Enclosure, Tulleague, Co. Mayo
Co. Mayo |
Enclosures
In a pasture field in Tulleague, County Mayo, a small circular earthwork once sat on a low ridge running east to west.
Today there is nothing to see. The ground gives no hint that anything was ever there, yet the 1838 Ordnance Survey six-inch map records it clearly: a roughly circular, embanked enclosure, somewhere between twenty and twenty-five metres in diameter, quite possibly a rath. A rath is an early medieval enclosed farmstead, typically defined by one or more earthen banks and ditches, and thousands of them survive across Ireland in varying states of preservation. This one does not.

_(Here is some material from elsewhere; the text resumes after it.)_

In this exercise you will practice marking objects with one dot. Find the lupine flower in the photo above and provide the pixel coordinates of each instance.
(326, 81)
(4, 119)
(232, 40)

Local memory held on a little longer than the earthwork itself. People in the area knew the site as a fort, describing it not as a banked enclosure but as a low, roughly circular platform with no surrounding wall. That slight discrepancy between the mapped feature and the remembered one is not unusual; earthworks can be reduced to almost nothing by centuries of ploughing, grazing, and drainage work, and what one generation recalls as a definite structure the next may know only as a slight rise in the ground. What makes the site more than a cartographic footnote is what emerged when a sandpit was dug nearby. Human burials came to light during that digging. The sandpit has since been infilled, and the exact relationship between those burials and the enclosure itself remains unclear, but their proximity to a site locally identified as a fort suggests the kind of layered, long-use landscape that is far more common in the Irish countryside than visible monuments alone would suggest.
There is nothing for a visitor to observe at ground level today, and the sandpit that briefly exposed the burials has been filled back in. What remains is essentially a location on a map, a name in local speech, and the knowledge that the ridge at Tulleague was, at some point, a place people lived and were buried.